Estes e outros exemplos mostram que o Governo pretende transferir, por lei, um conjunto de novas e vastas competências sem querer transferir meios financeiros adicionais, fundamentais, para se tornar possível e eficiente o exercício de mais responsabilidades.

Ao recusar essa transferência de meios do Orçamento de Estado para as Comunidades Intermunicipais, o Governo mostra bem que quer apenas alijar algumas responsabilidades mais incómodas, e eventualmente acessórias, sem transferir nem um único euro para as novas instituições que pretende criar.

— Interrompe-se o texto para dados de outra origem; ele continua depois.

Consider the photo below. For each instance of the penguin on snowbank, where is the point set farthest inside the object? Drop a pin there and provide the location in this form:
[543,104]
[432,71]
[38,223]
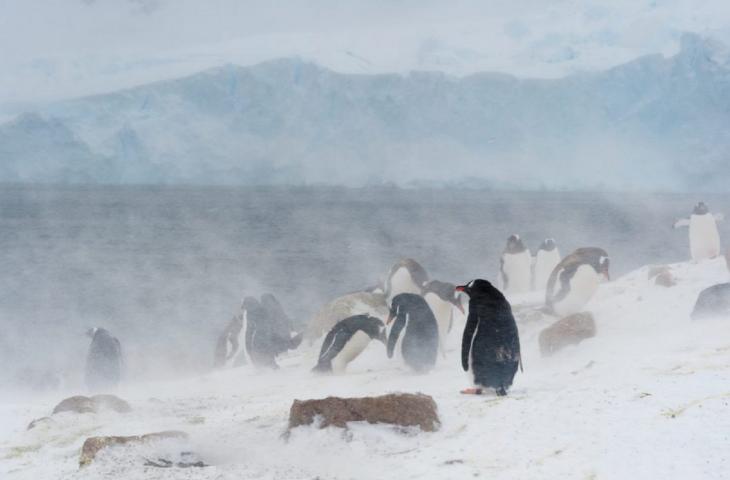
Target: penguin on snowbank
[420,340]
[704,239]
[406,276]
[347,340]
[515,266]
[575,279]
[546,259]
[442,298]
[490,346]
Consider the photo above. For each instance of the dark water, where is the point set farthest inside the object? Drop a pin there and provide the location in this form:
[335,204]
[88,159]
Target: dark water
[165,268]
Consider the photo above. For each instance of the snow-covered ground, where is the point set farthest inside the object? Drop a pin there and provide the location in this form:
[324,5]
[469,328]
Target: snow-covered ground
[648,397]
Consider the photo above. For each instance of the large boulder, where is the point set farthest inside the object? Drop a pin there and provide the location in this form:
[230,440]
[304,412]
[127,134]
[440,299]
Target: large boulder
[404,409]
[93,445]
[570,330]
[81,404]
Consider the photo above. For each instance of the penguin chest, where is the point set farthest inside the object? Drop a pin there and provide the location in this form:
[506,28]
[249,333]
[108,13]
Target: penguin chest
[581,287]
[350,350]
[516,272]
[704,239]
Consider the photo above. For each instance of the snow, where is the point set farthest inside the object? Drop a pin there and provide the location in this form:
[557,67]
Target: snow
[646,398]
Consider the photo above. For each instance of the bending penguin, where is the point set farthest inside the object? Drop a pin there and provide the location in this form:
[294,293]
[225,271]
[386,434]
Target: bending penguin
[515,266]
[104,360]
[490,347]
[704,239]
[406,276]
[575,280]
[347,339]
[420,340]
[546,259]
[442,298]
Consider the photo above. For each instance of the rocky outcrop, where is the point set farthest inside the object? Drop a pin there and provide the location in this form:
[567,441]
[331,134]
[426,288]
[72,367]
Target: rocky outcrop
[570,330]
[93,445]
[403,409]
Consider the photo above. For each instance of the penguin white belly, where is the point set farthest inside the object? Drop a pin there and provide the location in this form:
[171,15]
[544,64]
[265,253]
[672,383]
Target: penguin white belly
[545,263]
[583,285]
[517,269]
[704,239]
[402,282]
[354,347]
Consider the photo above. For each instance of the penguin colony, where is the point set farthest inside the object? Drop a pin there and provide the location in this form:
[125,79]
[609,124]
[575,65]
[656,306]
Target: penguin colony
[412,315]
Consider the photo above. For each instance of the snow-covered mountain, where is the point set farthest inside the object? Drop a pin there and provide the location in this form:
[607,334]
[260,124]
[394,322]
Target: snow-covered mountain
[656,122]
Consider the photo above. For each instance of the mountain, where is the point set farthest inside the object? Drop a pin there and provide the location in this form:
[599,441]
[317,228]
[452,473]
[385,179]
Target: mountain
[653,123]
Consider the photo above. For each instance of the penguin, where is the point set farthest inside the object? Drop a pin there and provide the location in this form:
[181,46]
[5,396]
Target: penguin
[515,266]
[406,276]
[358,303]
[225,354]
[574,281]
[104,361]
[442,298]
[347,339]
[490,345]
[704,239]
[546,259]
[420,340]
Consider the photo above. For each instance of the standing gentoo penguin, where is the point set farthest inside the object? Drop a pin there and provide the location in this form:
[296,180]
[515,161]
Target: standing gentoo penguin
[546,259]
[490,346]
[420,340]
[104,360]
[704,239]
[347,340]
[575,279]
[406,276]
[441,298]
[515,266]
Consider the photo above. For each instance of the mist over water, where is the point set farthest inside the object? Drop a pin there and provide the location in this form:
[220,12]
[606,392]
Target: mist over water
[165,268]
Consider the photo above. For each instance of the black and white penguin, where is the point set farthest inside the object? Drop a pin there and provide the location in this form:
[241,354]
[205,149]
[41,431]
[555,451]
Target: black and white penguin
[228,345]
[347,339]
[490,346]
[104,361]
[515,267]
[442,298]
[546,259]
[575,280]
[406,276]
[421,338]
[704,239]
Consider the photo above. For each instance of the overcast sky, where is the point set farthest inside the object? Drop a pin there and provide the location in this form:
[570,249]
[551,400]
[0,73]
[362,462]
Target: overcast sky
[51,49]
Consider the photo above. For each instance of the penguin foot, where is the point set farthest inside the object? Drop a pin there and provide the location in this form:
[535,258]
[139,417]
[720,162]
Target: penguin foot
[472,391]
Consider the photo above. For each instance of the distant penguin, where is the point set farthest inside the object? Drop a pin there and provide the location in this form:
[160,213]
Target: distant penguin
[575,280]
[406,276]
[704,239]
[713,301]
[420,340]
[546,259]
[490,346]
[442,298]
[347,339]
[515,266]
[104,361]
[228,344]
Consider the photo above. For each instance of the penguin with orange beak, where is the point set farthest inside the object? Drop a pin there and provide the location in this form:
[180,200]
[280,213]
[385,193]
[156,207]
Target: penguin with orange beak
[490,346]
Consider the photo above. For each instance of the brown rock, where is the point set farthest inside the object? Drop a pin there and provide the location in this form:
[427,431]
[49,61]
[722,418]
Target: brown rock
[404,409]
[81,404]
[93,445]
[570,330]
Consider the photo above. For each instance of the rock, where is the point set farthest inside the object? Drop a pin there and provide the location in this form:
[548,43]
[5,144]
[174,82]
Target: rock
[93,445]
[570,330]
[81,404]
[404,409]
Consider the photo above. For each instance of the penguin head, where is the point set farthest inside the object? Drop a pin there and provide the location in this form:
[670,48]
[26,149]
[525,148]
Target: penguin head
[700,209]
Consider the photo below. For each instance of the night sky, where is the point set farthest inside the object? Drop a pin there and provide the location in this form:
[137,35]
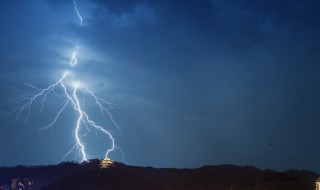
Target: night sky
[196,82]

Mas há mais, Senhor Presidente, Senhoras e Senhores Deputados.

Se, por um lado, o Governo quer transferir muitas competências sem meios, noutro plano, propõe que outras competências, estas associadas à dotação de financiamentos, não sejam, por sua vez, alvo de um processo transparente de descentralização clarificado na lei mas, tão somente, objecto de contratualizações pontuais.

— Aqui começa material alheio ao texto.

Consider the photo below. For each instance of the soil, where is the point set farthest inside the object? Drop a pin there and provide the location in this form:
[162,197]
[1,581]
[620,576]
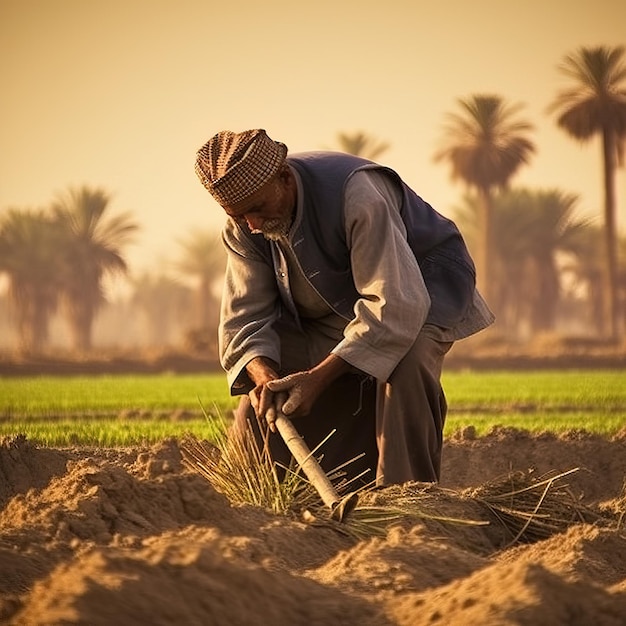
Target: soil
[133,536]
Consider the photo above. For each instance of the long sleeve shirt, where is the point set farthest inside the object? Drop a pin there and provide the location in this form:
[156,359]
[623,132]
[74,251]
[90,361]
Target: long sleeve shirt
[393,300]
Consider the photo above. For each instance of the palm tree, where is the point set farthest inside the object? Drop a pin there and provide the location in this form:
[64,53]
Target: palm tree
[29,254]
[531,229]
[93,249]
[204,259]
[595,104]
[361,144]
[485,145]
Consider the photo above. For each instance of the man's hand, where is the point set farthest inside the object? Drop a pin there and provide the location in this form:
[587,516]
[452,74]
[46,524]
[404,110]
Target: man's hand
[296,393]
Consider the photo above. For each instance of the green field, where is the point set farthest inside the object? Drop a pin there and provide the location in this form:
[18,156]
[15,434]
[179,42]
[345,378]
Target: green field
[127,410]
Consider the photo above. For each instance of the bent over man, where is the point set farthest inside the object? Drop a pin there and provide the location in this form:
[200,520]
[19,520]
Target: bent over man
[344,291]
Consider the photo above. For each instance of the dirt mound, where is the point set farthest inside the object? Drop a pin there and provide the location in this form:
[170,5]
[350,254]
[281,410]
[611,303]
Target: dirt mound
[91,536]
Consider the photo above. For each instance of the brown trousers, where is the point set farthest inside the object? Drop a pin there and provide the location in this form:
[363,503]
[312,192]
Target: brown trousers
[388,432]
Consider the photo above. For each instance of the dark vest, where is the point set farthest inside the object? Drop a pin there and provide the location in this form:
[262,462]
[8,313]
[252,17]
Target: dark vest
[320,244]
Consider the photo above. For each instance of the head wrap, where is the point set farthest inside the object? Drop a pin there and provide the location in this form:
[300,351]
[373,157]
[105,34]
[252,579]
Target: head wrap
[232,166]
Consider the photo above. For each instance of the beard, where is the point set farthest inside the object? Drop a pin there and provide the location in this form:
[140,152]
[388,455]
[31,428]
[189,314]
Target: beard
[275,229]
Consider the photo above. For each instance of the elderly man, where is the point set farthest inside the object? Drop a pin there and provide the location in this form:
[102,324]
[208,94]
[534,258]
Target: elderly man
[344,290]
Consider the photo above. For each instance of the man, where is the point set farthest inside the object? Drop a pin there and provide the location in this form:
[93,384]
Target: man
[343,292]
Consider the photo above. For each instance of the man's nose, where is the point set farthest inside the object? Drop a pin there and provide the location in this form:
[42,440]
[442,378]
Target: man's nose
[254,222]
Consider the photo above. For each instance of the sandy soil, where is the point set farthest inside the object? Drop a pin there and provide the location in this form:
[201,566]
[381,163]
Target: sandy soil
[133,537]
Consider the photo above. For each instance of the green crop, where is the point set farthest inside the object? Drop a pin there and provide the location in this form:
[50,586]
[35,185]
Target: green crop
[127,410]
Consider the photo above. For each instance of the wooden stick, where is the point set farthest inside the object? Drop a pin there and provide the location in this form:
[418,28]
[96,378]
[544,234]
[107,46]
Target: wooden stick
[306,460]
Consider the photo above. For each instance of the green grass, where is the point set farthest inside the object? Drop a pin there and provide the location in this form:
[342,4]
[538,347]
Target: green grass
[127,410]
[57,396]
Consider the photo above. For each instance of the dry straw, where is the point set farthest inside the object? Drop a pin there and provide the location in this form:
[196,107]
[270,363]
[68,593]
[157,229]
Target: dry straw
[526,508]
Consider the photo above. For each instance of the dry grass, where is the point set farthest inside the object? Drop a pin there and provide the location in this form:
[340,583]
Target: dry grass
[526,507]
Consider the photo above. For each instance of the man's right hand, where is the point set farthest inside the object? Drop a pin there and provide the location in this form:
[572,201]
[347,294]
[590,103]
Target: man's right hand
[260,372]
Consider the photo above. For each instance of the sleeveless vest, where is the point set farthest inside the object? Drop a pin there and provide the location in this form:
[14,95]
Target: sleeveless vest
[320,245]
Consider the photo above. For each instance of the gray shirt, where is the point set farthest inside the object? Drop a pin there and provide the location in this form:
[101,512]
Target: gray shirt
[389,314]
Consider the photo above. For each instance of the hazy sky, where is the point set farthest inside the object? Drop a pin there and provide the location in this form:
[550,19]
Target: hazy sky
[120,94]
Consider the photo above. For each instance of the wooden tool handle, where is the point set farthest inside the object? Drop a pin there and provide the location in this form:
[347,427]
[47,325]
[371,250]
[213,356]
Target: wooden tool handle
[306,460]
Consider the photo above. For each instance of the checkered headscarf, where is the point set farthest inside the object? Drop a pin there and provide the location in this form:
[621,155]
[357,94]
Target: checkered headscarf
[232,166]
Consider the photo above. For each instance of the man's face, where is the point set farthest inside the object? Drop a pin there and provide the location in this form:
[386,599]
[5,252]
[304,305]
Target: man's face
[269,211]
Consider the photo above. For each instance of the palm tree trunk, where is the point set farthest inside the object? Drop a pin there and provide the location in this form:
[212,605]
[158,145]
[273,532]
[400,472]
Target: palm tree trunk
[484,274]
[611,303]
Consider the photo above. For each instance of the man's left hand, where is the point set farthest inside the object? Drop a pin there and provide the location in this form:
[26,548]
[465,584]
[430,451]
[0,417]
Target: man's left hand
[301,390]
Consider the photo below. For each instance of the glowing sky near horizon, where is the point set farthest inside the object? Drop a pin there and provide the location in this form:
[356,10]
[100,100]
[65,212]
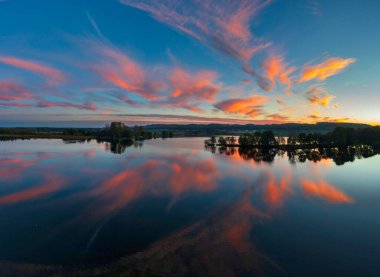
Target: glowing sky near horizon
[84,63]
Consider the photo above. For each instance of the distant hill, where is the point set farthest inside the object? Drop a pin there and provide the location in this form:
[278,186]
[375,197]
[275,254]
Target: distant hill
[286,128]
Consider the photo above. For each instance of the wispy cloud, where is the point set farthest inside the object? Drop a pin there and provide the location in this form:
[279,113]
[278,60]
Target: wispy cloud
[190,89]
[222,25]
[251,106]
[120,70]
[319,96]
[276,70]
[53,75]
[322,71]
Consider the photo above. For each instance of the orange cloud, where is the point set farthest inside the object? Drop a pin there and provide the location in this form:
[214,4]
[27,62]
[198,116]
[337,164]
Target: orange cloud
[319,97]
[52,74]
[250,106]
[121,71]
[10,91]
[275,69]
[189,88]
[325,69]
[223,25]
[277,117]
[325,191]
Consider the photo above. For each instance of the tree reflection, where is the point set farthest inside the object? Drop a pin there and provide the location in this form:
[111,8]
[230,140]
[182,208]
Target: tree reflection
[339,155]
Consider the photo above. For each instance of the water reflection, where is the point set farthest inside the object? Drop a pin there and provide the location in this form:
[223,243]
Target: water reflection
[166,207]
[339,155]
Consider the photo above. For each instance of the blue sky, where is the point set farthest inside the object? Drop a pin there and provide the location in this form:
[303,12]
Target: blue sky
[83,63]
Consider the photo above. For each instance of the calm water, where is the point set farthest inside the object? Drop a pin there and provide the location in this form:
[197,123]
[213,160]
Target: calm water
[173,206]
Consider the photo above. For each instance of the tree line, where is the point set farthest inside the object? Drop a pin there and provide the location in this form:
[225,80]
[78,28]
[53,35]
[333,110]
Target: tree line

Isto é: o Governo decide, caso a caso, com esta ou aquela Comunidade Intermunicipal, se faz ou não a contratualização da transferência de certas competências (ainda que nunca explicitadas) a troco da entrega dos respectivos meios.

Aquilo que deveria ser um acto autêntico de descentralização, caracterizado pela clareza e pela universalidade na transferência de responsabilidade e recursos, é transformado, na proposta do Governo, num esquema obscuro de ligações que não se sabe bem como são feitas, com quem são feitas, o que implicam e quem beneficiam, sendo certo que é previsível que os beneficiários sejam preferencialmente os correligionários políticos.

Em terceiro lugar, o Governo apresenta uma proposta que pretende também retirar algumas competências próprias dos municípios, transferindo-as de forma permanente e por via legal para as novas comunidades intermunicipais.

Em vez desta transferência ser objecto de decisão voluntária contratualizada – como propõe o projecto de lei do PS e que aliás consta da actual legislação relativa às associações de municípios – a proposta do Governo confere a tal transferência um carácter legal de quase permanência retirando de facto algumas competências aos municípios..

Senhor Presidente
Senhoras e Senhores Deputados

Apresentados como elementos destinados a suceder às associações de municípios, as comunidades intermunicipais de fins gerais propostas pelo Governo não apresentam conteúdo nem objecto definido, correspondem a entidades de carácter supramunicipal mais vocacionadas e destinadas a exercer certas competências municipais para as quais os municípios lhes vão transferir meios (disso não se esqueceu o Governo), do que destinadas a exercer competências transferidas da administração central como seria natural numa verdadeira descentralização.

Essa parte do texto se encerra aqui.